第3話

「HOUSE Aliceへようこそ!」

 アリスはそう歓迎しながら、私を窓際のテーブル席へ案内した。

「是非、ゆっくりしていってね」

 という言葉と一緒にお冷とお菓子を置き、重厚感のある本棚へと向かっていった。

 私は差し出された水を一口飲み、そして一つ違和感を持った。

 これはただの水。異物が入っている感じもしない。ただ一つ違和感だけが残る。だけど不快ではない不思議な感覚。
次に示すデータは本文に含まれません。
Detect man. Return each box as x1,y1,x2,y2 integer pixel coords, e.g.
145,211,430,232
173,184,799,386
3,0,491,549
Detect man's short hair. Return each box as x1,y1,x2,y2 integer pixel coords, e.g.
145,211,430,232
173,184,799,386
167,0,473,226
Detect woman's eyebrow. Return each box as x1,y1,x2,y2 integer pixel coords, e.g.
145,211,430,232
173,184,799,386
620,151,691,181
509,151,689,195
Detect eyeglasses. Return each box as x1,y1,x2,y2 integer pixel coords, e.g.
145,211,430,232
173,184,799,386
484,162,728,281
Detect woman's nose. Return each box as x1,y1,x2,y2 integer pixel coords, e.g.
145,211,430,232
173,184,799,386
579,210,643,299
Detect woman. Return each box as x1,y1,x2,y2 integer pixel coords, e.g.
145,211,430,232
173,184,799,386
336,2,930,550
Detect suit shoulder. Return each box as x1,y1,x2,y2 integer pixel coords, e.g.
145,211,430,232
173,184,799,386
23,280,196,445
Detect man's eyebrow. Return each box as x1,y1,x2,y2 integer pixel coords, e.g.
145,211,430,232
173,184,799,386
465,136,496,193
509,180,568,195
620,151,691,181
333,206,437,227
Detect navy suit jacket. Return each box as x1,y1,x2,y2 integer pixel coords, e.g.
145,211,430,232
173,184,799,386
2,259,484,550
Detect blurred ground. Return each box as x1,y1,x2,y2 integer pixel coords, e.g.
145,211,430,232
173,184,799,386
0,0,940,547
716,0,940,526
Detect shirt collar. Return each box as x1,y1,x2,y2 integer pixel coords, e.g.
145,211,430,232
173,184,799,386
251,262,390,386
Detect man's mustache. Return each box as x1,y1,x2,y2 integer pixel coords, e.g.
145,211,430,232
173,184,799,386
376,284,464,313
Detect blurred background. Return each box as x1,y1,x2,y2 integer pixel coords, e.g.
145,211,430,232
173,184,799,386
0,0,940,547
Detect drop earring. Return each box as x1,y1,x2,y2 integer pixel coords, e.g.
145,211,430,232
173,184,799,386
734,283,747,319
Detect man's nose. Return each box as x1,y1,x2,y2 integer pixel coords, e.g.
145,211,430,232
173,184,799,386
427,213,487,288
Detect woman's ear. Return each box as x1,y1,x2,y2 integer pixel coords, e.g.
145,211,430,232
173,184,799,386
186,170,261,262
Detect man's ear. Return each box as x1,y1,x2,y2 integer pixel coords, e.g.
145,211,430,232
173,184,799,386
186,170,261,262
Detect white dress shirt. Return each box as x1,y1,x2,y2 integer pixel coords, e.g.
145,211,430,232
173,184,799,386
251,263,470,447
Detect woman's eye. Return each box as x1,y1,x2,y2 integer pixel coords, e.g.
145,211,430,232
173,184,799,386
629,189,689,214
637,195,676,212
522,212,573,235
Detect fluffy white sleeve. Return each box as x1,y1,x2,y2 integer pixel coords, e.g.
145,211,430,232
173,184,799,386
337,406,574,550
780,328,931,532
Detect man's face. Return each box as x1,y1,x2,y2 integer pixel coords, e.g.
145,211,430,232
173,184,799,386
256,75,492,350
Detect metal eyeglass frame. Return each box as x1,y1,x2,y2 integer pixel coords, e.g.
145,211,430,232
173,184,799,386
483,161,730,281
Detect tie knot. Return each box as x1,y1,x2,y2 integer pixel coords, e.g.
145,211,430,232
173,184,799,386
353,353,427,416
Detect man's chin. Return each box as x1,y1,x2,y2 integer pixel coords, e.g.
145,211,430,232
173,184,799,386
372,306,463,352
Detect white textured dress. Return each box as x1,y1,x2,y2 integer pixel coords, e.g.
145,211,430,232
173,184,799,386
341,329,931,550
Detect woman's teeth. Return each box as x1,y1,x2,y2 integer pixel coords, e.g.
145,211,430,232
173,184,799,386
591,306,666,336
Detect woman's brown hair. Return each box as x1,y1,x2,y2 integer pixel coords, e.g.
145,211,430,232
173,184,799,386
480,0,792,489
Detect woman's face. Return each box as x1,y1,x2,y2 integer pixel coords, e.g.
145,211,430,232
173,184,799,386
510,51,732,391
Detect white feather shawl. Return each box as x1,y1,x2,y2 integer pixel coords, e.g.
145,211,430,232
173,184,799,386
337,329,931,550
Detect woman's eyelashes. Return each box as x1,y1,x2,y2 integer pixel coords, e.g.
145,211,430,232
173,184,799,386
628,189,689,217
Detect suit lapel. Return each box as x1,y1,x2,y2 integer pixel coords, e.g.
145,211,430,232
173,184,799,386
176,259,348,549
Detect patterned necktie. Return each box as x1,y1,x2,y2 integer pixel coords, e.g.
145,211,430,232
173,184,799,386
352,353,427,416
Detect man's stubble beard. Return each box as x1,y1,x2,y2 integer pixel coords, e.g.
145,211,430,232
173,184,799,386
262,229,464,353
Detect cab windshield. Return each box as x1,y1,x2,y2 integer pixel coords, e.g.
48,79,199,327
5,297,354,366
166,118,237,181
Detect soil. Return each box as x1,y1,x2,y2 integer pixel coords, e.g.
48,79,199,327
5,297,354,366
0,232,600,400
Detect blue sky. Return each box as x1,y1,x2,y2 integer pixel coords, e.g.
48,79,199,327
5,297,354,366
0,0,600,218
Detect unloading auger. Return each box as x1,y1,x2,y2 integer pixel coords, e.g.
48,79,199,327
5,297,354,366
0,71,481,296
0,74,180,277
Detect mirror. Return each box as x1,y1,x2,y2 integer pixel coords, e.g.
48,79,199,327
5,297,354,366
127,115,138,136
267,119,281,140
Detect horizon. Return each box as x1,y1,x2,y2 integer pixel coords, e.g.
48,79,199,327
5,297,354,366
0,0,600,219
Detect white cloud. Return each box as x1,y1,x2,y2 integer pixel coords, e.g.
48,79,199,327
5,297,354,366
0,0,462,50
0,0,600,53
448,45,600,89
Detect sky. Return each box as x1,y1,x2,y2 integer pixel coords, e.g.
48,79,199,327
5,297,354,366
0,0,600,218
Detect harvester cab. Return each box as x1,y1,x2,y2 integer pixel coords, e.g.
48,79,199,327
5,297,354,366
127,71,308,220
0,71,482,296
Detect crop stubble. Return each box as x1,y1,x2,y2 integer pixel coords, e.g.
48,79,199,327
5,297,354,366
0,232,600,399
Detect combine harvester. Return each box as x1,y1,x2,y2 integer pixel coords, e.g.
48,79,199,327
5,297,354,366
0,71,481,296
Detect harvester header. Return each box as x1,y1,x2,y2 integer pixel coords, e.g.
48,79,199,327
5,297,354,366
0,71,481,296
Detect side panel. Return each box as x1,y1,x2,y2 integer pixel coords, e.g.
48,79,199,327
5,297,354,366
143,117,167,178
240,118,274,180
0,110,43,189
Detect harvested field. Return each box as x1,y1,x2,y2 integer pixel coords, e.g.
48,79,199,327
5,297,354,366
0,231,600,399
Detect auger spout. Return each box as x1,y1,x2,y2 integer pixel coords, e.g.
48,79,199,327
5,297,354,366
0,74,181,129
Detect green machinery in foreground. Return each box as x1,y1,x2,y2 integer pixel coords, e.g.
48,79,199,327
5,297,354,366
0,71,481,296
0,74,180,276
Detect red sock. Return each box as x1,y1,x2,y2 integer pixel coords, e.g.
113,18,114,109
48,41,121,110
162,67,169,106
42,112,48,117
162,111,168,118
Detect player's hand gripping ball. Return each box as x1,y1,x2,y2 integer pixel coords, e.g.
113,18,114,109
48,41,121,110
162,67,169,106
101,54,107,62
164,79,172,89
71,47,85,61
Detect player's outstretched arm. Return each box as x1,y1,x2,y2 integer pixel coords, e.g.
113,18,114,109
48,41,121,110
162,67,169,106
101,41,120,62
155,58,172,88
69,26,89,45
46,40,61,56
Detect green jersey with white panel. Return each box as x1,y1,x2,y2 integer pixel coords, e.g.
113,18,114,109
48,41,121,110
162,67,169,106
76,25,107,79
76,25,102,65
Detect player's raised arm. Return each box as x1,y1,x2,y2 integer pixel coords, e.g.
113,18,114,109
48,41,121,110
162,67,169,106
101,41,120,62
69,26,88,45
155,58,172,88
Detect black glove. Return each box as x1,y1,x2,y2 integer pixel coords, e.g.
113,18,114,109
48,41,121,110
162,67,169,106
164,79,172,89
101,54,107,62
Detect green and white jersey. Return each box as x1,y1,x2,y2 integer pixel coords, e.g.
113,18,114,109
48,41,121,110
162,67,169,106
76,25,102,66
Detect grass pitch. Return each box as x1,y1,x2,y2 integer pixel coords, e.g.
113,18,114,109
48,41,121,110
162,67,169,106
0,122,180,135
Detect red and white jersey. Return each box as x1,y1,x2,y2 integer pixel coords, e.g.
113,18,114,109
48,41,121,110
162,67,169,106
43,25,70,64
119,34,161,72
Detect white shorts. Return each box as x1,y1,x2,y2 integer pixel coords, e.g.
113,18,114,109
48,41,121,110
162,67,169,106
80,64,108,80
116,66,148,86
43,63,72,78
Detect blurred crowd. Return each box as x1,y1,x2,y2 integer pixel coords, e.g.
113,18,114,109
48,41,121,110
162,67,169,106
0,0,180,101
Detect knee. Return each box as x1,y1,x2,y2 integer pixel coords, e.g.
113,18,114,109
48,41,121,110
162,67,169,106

 もちろん炭酸水ではない、レモン水というわけでもない。

 流石に毒が入っているとか、そういう物騒なことでもないはず。

 そして有栖はしばらく考えた。

 ……あ、もしかして、これ硬水?

 あぁ、そうか。ここは日本じゃないから、水が違うのか。

 それはあたりまえといえばあたりまえの、だが意外と気づかない、ごく普通の違和感だった。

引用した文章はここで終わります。